No-limit hold 'em against a single opponent is like a street fight, and betting the second-best hand wins a healthy percentage of pots. Few players have much experience at this, however, and the standard primers focus almost exclusively on nine-handed strategy.
But now, Lee Jones, the author of "Winning Low Limit Hold 'Em," and James Kittock, a math professor at Mission College in Santa Clara, have devised what they call the Sit and Go Endgame (SAGE) system. (A sit-and-go is a small tournament, often involving only one table.) They developed it after noticing that most players, including some pros, play far too tightly heads-up.
The system is designed to work when the ratio of the smaller stack to the big blind is less than about 10 to 1 -- for example, when the big blind has climbed to 1,000 chips and one player has fewer than 10,000 remaining.
In this case, the small blind (who acts first) must often choose to either jam (go all-in) or fold. Once the small blind jams, of course, the big blind must choose between calling or folding, and the SAGE system also shows how to optimally defend the big blind.
The system is based on what financial number-crunchers call "equilibrium strategy." If either player deviates from the strategy, his dollar expectation goes down.
Jones and Kittock rank the 169 hold 'em starting hands according to their "power" in heads-up play. A-A is first, of course, and 3-2 off-suit is last. The main departures from full-table values are that big cards become even more valuable, small-suited connectors even less.
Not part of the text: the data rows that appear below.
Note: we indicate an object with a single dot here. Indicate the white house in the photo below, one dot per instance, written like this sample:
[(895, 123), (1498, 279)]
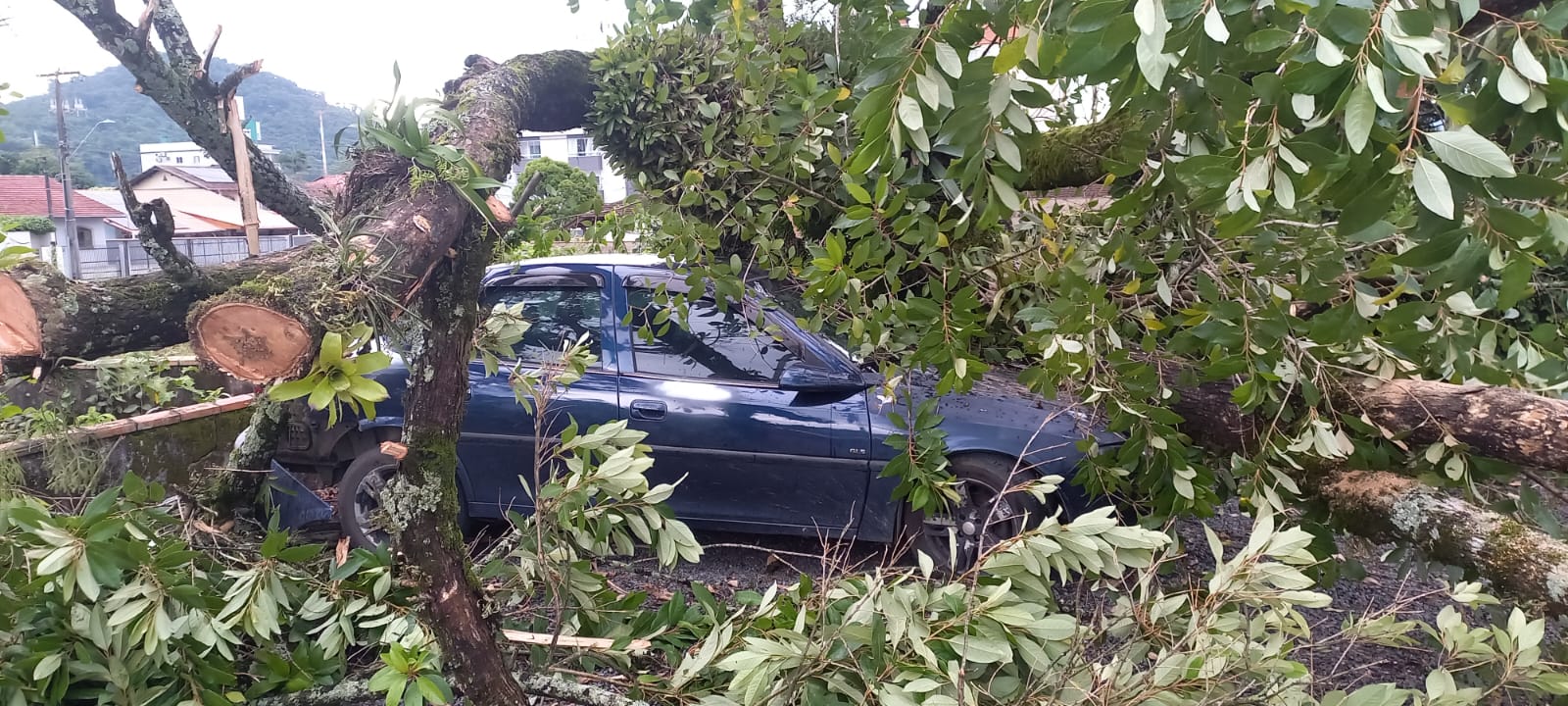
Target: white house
[(30, 195), (574, 148)]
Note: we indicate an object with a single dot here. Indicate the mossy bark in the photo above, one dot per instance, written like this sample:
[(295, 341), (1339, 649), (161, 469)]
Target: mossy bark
[(1521, 562), (179, 83), (1518, 561), (1078, 156), (117, 316)]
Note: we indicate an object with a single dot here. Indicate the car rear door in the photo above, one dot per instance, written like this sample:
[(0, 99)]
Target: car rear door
[(753, 457), (498, 443)]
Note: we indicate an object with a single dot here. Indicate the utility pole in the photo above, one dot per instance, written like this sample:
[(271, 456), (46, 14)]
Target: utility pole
[(73, 259), (320, 125), (242, 169)]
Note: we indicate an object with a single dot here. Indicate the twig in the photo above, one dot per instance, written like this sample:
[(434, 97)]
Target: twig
[(525, 195), (206, 60), (145, 24)]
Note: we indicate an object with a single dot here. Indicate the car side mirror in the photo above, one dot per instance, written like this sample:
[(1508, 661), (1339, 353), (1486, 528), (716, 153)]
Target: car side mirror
[(800, 377)]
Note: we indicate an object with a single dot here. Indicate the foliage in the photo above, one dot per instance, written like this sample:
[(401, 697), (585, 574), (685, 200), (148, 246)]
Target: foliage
[(564, 190), (501, 329), (337, 377), (286, 112), (1283, 220), (412, 677), (33, 225), (399, 127), (44, 161), (138, 383), (117, 606)]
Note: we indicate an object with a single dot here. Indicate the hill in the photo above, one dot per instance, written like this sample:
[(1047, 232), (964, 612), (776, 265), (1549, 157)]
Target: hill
[(286, 112)]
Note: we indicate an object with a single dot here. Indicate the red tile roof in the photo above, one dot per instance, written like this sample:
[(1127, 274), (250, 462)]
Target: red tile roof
[(25, 195)]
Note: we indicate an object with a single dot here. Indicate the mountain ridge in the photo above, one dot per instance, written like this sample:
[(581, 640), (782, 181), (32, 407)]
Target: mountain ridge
[(286, 110)]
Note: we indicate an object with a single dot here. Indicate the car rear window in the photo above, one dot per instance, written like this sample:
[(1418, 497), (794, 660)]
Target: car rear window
[(556, 313)]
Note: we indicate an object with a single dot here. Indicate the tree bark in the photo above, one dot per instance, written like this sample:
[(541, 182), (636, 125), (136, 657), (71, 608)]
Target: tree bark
[(154, 225), (177, 82), (1496, 423), (415, 229), (1521, 562), (47, 316)]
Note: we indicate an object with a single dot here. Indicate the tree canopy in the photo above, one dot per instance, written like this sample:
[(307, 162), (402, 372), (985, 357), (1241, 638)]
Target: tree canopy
[(1322, 282)]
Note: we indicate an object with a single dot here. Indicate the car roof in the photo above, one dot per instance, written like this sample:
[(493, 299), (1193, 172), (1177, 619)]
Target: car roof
[(606, 259)]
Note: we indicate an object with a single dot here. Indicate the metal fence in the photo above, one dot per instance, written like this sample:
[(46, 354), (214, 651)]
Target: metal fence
[(125, 256)]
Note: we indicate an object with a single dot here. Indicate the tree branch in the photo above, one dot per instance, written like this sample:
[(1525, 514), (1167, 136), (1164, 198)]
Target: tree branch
[(190, 99), (154, 227), (239, 76)]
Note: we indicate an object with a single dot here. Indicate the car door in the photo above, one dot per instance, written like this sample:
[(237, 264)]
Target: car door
[(498, 443), (749, 455)]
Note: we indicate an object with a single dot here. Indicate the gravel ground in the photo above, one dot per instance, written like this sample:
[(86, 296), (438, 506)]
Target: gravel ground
[(747, 562)]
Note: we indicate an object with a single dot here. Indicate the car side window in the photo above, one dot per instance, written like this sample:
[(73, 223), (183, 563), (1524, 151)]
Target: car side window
[(556, 316), (721, 345)]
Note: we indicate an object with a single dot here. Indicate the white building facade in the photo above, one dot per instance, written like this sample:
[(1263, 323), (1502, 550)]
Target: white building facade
[(574, 148)]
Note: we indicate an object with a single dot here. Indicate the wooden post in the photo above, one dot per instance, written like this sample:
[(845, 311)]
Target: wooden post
[(242, 167)]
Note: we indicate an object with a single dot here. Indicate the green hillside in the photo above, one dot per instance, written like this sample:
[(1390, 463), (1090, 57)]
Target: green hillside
[(287, 115)]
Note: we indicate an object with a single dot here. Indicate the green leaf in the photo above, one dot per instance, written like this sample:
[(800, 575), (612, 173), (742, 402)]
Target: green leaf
[(909, 114), (1512, 88), (1007, 149), (1432, 187), (1327, 52), (292, 389), (321, 394), (368, 389), (47, 666), (1468, 153), (1214, 24), (331, 347), (1008, 57), (1152, 27), (1267, 39), (1526, 63), (1360, 114), (368, 363), (1005, 192), (949, 60)]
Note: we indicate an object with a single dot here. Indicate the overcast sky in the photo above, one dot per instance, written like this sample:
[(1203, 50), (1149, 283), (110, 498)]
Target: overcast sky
[(341, 47)]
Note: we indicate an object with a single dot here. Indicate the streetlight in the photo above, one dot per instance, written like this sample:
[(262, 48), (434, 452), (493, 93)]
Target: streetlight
[(73, 258)]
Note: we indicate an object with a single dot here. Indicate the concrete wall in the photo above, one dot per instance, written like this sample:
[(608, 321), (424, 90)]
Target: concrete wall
[(172, 446)]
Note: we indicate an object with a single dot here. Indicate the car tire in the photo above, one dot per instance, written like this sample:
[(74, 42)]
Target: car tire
[(360, 496), (958, 538)]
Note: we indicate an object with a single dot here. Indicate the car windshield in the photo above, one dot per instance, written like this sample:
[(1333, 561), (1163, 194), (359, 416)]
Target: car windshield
[(789, 302)]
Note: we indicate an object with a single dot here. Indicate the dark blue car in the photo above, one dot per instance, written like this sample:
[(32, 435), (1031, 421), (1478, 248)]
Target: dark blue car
[(773, 433)]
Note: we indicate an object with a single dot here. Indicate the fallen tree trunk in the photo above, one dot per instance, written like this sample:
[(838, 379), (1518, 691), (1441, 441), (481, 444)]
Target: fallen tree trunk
[(47, 316), (1496, 423), (177, 80), (251, 334), (1387, 507)]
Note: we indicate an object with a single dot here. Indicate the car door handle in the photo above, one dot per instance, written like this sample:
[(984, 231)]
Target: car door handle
[(650, 410)]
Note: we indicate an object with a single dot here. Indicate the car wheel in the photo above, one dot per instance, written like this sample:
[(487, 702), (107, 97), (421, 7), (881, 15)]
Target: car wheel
[(982, 518), (360, 499)]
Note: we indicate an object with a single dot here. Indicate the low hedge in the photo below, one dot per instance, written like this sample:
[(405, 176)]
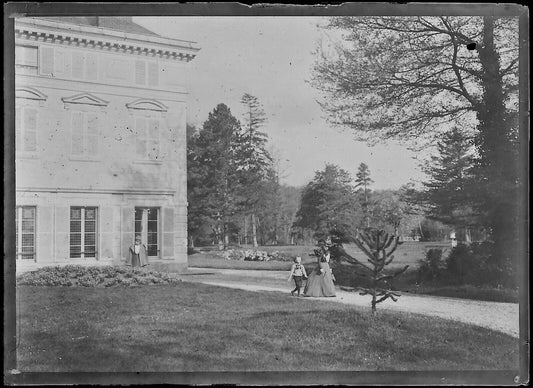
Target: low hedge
[(94, 276)]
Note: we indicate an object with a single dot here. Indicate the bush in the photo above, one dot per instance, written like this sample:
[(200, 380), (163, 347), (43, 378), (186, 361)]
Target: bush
[(96, 276), (475, 264), (432, 267)]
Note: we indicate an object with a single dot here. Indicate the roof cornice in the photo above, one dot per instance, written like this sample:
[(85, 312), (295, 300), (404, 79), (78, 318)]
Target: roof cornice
[(105, 39)]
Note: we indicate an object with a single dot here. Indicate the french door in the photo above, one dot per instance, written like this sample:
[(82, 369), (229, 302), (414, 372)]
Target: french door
[(147, 226)]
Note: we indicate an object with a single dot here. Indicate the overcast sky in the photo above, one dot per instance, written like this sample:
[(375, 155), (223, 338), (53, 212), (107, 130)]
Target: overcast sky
[(272, 58)]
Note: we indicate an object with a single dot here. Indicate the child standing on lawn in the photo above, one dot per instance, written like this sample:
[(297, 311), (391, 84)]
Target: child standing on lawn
[(297, 273)]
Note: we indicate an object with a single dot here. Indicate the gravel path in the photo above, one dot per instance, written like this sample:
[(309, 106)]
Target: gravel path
[(502, 317)]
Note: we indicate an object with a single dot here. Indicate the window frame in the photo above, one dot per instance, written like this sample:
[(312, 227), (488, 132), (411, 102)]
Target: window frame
[(83, 233), (19, 211)]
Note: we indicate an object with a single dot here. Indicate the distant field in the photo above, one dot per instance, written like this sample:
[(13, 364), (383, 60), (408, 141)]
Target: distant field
[(408, 253)]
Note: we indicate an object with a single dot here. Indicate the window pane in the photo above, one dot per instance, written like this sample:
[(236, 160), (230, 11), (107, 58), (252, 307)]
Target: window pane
[(77, 65), (28, 242), (153, 129), (92, 145), (140, 127), (141, 147), (30, 119), (92, 124), (152, 214), (90, 239), (75, 238), (28, 226), (28, 213), (75, 213), (140, 72), (30, 141), (90, 226), (152, 250), (152, 238), (90, 213)]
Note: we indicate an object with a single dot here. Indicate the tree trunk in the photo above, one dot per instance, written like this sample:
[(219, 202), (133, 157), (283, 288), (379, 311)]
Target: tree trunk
[(254, 232), (498, 163)]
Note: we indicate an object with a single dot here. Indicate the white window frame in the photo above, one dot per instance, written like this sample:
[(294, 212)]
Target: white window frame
[(19, 252), (21, 112), (85, 153), (82, 232), (143, 134), (144, 233)]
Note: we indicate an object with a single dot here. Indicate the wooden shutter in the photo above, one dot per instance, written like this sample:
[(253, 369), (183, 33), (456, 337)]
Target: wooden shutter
[(30, 129), (153, 74), (140, 72), (77, 133), (77, 65), (91, 66), (47, 60)]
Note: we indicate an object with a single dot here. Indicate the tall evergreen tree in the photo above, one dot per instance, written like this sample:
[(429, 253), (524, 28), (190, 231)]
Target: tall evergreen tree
[(449, 193), (212, 181), (254, 162), (362, 183), (328, 202)]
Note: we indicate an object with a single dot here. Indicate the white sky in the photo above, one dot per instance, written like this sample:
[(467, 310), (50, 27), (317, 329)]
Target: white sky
[(271, 58)]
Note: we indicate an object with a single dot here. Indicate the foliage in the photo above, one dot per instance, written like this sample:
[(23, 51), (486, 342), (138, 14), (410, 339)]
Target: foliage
[(211, 181), (415, 79), (408, 78), (476, 264), (432, 266), (379, 246), (102, 276), (450, 192), (329, 202), (362, 185)]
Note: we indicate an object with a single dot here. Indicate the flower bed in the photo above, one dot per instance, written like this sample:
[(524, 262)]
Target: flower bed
[(252, 255), (101, 276)]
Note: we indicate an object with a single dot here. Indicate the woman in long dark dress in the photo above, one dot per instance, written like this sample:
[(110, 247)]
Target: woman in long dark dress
[(320, 280)]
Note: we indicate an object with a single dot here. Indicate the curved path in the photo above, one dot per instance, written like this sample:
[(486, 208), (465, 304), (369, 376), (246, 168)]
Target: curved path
[(503, 317)]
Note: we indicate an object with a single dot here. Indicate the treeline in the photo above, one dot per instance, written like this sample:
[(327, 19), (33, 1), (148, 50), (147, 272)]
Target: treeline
[(334, 200), (233, 187)]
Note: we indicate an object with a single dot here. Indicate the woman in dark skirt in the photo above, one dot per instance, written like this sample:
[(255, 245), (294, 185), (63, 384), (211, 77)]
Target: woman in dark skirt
[(137, 256), (320, 280)]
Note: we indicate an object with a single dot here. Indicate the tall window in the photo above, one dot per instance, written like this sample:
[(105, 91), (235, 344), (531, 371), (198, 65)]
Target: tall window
[(147, 140), (83, 232), (26, 129), (84, 133), (25, 233), (146, 225)]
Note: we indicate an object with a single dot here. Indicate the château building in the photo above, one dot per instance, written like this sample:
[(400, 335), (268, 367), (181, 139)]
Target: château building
[(100, 141)]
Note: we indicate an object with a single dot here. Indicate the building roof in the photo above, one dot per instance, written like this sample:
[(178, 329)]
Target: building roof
[(117, 23)]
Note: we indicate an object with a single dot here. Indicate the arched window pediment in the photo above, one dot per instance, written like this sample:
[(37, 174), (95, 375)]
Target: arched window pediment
[(146, 104), (30, 94), (85, 99)]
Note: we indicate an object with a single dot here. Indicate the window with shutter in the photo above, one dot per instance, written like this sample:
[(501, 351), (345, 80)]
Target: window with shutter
[(47, 60), (85, 133), (91, 66), (26, 129), (140, 73), (153, 74), (78, 65)]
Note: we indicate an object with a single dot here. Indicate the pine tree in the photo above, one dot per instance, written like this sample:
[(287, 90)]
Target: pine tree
[(253, 161), (362, 182), (212, 182), (328, 202), (450, 192)]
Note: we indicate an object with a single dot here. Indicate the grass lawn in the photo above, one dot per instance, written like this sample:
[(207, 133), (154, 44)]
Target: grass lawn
[(196, 327), (346, 276)]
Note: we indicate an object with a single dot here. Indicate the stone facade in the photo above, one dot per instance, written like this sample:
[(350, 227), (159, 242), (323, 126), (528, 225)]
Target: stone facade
[(100, 143)]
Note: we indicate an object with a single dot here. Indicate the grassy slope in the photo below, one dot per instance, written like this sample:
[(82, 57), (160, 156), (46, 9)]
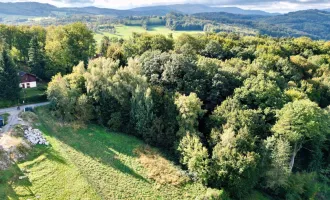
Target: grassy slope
[(88, 163), (29, 95), (126, 31)]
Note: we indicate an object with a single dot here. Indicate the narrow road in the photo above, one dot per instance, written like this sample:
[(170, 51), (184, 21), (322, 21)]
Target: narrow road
[(13, 118)]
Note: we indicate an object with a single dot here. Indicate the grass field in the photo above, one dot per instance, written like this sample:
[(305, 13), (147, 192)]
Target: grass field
[(28, 95), (86, 163), (125, 32)]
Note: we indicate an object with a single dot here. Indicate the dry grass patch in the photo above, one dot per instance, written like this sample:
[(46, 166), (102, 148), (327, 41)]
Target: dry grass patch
[(160, 169), (29, 117)]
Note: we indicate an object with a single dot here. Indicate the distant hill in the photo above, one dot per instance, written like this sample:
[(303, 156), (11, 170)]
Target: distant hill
[(27, 9), (198, 8), (39, 9), (311, 23)]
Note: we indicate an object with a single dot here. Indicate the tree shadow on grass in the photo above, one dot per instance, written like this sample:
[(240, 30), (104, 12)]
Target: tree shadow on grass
[(46, 151), (97, 144), (12, 176)]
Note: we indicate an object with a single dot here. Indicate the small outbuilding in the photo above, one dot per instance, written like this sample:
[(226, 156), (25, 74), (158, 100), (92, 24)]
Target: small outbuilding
[(27, 80), (2, 121), (28, 109)]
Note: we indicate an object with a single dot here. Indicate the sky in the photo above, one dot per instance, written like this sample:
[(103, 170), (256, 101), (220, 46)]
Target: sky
[(281, 6)]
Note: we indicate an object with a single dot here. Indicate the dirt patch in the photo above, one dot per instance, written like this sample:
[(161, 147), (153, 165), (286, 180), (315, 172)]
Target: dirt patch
[(7, 141), (160, 169), (29, 117)]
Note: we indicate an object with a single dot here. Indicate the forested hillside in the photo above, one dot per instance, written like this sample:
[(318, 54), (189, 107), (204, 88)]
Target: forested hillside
[(240, 113)]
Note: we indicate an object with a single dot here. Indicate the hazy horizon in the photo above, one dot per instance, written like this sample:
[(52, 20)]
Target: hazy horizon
[(268, 5)]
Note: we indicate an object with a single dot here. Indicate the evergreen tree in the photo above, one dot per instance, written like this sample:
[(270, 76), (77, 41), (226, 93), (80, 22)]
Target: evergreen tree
[(37, 58), (9, 81)]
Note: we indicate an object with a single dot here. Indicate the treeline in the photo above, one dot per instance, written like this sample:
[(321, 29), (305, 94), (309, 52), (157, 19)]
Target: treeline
[(241, 113), (41, 51)]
The system assigns each card a "power number" based on its rank: A equals 15, K is 13, Q is 12 and J is 11, with 10 and below at face value. You determine the "power index" of your hand with this formula: Double the power number for your higher card, then add the power number of your lower card. If they're a pair, add 22. If they're suited, add 2.
Next, figure the ratio of the shorter stack to the big blind, then use this table to determine whether your power index is strong enough to play the hand. (Jam is small blind; call is big blind.)
Ratio/Jam/Call
1 17 any
2 21 7
3 22 24
4 23 26
5 24 28
6 25 29
7 26 30
Under this system, if your hand's power index is strong enough, you should jam if you're the small blind or call if you're the big blind. For example, say the blinds are 500/1,000, and that after the blinds are posted, the small blind has 5,635 chips and the big blind has 2,865 chips, producing a ratio value of about 3 (that is, the smaller stack is only about three times the size of the big blind).
If the small blind has pocket 3s, his power index is (2 x 3) + 3 + 22 = 31. If the big blind has Js - 4s, his power index is (2 x 11) + 4 + 2 = 28. Because the small blind's power index of 31 is much greater than 22 -- the power index needed to play a hand at that ratio -- he should jam. With the same hand, the big blind should call.
The smaller the ratio, the better the system works. Above 7 to 1, you should simply play good poker -- try to get a physical read on your opponent, decide whether a bluff might work, evaluate your hand and so on. But if you think your opponent is substantially better than you, you can use the SAGE system and be confident you're giving up only a minuscule edge.